Camosun executive director of communications and marketing Rodney Porter says that the two reasons the GVSF could no longer hold the festival at Lansdowne—the construction and the restrictions—are both temporary, and he says that the college simply can’t have crowds right now.
“Right now, only up to 10 people can gather,” says Porter, “and it has to be the same people, as well.”
He also says that the construction at Wilna Thomas would get in the way of the fest’s operations.
“The Greater Victoria Shakespeare Festival has used power outlets [and] washroom facilities in the Wilna Thomas building, so that would render it unavailable to them for this year, and looking ahead to next year, that’s always a possibility,” he says. “We’re always open to future possibilities.”
Pickett says the GVSF is waiting until BC announces what’s happening with the public health orders until they go public with the new location and further details about the festival this year, but she says the new locations are in Esquimalt and Saanich.

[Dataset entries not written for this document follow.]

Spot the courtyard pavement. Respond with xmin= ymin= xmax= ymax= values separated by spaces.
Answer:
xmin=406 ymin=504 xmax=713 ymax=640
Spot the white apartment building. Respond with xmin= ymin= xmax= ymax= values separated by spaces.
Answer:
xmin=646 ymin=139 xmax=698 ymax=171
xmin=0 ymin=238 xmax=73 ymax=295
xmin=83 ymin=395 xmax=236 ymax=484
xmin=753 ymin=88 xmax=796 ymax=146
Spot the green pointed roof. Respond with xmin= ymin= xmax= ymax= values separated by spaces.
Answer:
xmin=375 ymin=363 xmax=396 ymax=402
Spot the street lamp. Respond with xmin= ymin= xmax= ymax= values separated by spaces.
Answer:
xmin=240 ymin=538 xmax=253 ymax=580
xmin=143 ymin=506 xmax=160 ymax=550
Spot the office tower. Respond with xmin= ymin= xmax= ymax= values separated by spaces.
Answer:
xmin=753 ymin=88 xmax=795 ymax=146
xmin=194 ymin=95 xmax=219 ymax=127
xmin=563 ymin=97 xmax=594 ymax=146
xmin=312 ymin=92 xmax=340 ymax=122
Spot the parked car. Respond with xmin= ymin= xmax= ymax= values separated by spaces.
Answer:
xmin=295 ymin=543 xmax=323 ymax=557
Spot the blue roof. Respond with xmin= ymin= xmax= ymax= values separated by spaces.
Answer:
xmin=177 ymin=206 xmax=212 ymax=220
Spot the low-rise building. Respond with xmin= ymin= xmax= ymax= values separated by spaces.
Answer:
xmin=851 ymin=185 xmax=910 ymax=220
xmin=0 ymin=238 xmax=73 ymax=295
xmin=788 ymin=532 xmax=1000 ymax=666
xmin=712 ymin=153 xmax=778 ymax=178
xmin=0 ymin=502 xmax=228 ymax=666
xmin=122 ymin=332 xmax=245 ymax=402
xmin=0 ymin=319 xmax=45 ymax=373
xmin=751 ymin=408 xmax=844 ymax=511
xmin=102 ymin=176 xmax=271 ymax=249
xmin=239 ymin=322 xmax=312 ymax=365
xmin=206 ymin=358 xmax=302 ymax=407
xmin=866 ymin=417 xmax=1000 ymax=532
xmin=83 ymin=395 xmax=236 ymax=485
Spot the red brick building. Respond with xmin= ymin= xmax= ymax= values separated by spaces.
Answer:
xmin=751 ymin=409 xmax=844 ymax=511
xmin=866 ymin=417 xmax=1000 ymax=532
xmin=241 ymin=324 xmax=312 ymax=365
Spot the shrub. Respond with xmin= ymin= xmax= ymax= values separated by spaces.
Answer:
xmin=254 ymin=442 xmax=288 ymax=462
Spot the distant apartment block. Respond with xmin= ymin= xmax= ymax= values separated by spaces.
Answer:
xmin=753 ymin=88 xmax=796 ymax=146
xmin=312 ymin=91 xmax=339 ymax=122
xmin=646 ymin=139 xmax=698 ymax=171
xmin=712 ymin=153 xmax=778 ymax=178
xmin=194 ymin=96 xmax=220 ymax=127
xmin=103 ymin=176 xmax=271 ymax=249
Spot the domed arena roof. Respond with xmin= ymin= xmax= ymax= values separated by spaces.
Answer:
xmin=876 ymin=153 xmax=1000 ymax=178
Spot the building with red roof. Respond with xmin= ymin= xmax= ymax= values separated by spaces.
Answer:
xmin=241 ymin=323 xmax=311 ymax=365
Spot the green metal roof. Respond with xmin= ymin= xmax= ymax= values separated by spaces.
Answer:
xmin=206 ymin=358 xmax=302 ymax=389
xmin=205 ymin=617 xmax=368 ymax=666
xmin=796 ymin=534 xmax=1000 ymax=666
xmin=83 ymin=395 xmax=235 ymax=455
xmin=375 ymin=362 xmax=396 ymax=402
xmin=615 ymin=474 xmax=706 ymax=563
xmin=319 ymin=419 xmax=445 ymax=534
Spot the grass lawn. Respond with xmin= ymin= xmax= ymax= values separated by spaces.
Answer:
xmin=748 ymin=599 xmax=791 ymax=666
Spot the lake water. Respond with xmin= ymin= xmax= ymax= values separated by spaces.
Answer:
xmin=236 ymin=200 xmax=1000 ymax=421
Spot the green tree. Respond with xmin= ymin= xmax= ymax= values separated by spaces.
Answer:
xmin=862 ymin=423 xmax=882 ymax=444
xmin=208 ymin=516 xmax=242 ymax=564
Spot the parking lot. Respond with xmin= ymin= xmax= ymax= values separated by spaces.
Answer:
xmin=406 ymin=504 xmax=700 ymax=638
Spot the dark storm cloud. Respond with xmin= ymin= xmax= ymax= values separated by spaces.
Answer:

“What we’re looking for at the heart is really a partnership,” says Pickett. “Somewhere we can be where, you know… that really wants to have a Shakespeare festival.”
Pickett says that because of COVID, the GVSF is looking at doing one show rather than multiple shows this year, but due to the public health orders on gatherings, she doesn’t know yet if it can even happen at all.
“We really hope that we can do it,” she says.
Porter says the college is hoping to be able to host events for the community when it can. He says that the renovations to Wilna Thomas will hopefully be complete, for the most part, by the end of this fiscal year—March 31, 2022—or sometime next summer. Picket is open to going back to Camosun, should that day come, and says that the college looked at them as good dependable renters.
“They were our landlords, essentially, and that was great,” she says. “If they were to reach out to us and say, ‘Oh, actually, we would value you coming back,’ I would certainly be interested in talking to them about that, for sure, but I can’t wait for that to happen. We have to be proactive.”